Rebelling against conservative artistic institutions, Austrian artists, designers and architects formed the Vienna Secession with Klimt as its first president, spokesman and figurehead.   Members looked to art from Western Europe, such as the French Impressionists and the English Pre-Raphaelites, as well the Byzantine Empire and Japan.  This pioneering artists’ association brought international modern art to Vienna for exhibitions in their Secession Building, the first dedicated, permanent exhibition space for contemporary art of all types in the West.  The group became known for their imaginative exhibitions, such as the Fourteenth Exhibition which featured Klimt’s Beethoven Frieze. 

Week 3:  Gustav Klimt—Early Works 

Klimt began his professional career painting interior murals and ceilings in some of Vienna’s large public buildings.  As one of the city’s leading history painters, Klimt’s early work shows a taste for classical antiquity – the era of the Ancient Greeks and Romans. His paintings are full of idealized nudes, sculptures and architectural elements.  In his paintings and drawings, Klimt explored the great themes of life. He combined subjects such as love, death, suffering and the quest for happiness with a swirling, decorative style.  

After the founding of the Vienna Secession, Klimt spent a decade exploring the ideal of the Gesamtkunstwerk and his approach evolved during this period to become more decorative and ornate, culminating in his “Golden Style.” Thereafter, he shifted to a more painterly manner of working in pure color and one influenced by French artists in particular.  

Week 4:  Klimt and Women 

Klimt was dedicated to the theme of “women” throughout his life.  He paid tribute to female beauty in his works like no other artist of his time and always placed feminine attractiveness at the center of his creative work.  The clients for Klimt's large-format portraits of women were part of Vienna’s wealthy bourgeois class.  His clients were willing to pay many times more than what other painters could demand for portraits for the great amount of effort and imagination he put into every portrait.   Klimt created a completely new type of picture with his sumptuously ornamented portraits, many utilizing real gold leaf inspired by Byzantine mosaics.   
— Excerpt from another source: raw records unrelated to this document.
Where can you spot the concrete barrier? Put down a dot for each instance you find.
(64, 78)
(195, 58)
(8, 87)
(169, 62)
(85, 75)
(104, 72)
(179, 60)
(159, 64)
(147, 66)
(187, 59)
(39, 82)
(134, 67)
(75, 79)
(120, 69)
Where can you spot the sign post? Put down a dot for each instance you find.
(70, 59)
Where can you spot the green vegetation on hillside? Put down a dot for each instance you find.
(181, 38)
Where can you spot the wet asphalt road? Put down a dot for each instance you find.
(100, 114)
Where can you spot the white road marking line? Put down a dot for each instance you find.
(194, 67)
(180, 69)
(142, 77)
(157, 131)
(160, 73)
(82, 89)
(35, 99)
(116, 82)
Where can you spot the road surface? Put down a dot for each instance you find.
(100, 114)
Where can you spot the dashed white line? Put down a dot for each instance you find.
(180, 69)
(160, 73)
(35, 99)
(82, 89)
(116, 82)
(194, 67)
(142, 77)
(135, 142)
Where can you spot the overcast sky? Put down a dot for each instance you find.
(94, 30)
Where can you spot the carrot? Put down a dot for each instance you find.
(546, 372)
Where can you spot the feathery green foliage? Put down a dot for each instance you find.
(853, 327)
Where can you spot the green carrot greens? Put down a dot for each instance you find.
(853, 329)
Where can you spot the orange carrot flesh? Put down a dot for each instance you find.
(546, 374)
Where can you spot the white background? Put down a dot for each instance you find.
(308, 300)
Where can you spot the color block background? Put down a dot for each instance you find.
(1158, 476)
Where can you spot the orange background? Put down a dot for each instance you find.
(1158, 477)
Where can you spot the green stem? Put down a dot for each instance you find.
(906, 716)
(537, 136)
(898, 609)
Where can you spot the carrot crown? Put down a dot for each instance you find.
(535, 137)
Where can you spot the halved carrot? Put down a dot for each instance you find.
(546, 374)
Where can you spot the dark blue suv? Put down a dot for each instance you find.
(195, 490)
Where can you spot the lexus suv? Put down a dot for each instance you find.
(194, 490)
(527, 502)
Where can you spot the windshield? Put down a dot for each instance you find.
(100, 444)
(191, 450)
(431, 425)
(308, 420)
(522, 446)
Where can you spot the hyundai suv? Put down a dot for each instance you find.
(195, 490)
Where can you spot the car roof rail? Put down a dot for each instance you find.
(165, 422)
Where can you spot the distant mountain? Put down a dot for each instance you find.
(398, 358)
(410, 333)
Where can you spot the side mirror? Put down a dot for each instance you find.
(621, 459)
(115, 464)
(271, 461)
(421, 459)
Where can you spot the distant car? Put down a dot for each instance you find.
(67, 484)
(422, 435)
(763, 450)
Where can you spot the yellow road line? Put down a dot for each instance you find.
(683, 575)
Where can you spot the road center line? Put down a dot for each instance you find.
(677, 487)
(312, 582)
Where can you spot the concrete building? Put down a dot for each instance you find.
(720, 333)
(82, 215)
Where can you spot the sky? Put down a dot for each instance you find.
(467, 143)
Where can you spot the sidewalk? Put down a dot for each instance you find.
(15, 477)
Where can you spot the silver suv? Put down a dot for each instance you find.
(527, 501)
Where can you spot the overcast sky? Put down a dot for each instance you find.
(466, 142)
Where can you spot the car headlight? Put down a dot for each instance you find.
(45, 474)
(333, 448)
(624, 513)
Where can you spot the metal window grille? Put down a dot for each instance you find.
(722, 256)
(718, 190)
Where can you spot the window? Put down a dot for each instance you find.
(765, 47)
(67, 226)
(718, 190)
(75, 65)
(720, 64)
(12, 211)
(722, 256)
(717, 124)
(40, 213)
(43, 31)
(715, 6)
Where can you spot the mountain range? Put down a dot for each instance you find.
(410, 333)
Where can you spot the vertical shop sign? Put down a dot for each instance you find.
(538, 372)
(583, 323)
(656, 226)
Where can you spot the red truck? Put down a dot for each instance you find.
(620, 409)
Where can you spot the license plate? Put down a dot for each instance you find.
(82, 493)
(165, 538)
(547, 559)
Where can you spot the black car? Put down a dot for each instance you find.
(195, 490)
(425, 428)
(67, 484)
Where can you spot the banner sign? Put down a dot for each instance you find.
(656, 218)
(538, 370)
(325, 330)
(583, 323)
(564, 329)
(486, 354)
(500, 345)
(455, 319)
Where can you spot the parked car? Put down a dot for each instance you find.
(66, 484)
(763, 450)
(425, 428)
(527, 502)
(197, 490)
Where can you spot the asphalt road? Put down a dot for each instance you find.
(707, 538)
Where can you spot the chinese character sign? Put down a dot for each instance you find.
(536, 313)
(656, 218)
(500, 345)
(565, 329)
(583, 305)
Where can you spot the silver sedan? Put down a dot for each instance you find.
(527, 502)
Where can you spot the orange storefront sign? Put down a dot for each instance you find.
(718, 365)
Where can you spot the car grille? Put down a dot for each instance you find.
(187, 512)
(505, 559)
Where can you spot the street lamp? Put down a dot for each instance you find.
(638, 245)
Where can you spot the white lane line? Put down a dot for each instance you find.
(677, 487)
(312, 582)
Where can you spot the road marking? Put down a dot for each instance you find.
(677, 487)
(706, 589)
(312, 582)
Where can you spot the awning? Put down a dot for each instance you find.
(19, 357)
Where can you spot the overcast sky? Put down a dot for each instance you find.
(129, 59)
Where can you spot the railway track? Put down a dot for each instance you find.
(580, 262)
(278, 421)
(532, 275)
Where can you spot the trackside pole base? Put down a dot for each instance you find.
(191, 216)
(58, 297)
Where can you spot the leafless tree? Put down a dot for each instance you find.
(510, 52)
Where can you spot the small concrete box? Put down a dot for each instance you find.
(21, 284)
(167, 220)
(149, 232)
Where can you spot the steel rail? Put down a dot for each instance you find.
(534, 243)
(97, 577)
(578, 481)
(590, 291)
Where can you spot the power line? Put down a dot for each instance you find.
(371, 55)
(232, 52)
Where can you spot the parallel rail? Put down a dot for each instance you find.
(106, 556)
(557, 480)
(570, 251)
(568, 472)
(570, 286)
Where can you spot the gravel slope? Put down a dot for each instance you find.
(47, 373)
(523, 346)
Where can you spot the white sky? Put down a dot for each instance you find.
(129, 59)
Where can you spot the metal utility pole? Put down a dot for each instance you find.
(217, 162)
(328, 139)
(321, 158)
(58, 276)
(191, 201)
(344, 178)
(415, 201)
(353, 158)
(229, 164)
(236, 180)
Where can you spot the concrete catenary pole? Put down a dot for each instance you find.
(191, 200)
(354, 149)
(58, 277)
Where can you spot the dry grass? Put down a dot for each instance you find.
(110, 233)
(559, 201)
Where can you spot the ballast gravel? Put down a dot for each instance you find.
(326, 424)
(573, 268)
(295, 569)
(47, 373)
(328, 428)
Week 5: Klimt and Landscapes 

For the last two decades of his career, Klimt devoted considerable energy to painting landscapes during his summer holidays on the Attersee in the Salzkammergut region of Austria, known for its tranquil lakes.  Created purely for his own pleasure, these bucolic scenes became among his most sought-after pictures and were highly coveted by loyal patrons who assembled significant holdings of his major canvases. 

Week 6:  Egon Schiele 

Klimt was a mentor to the painter and printmaker Egon Schiele and helped launch his career.   Schiele embraced figural distortion in a bold defiance of the contemporary conventional norms of beauty.   He was obsessed with self-discovery and, unlike Klimt who produced no self-portrait, Schiele is noted for his numerous self-portraits, as well as commissioned portraits of noted Viennese art patrons in his signature style.  The Vienna Secession devoted its main exhibit space to his work March 1918, months before he died during the Spanish Flu epidemic at the age of 28. 

 

 

This class is not available at this time.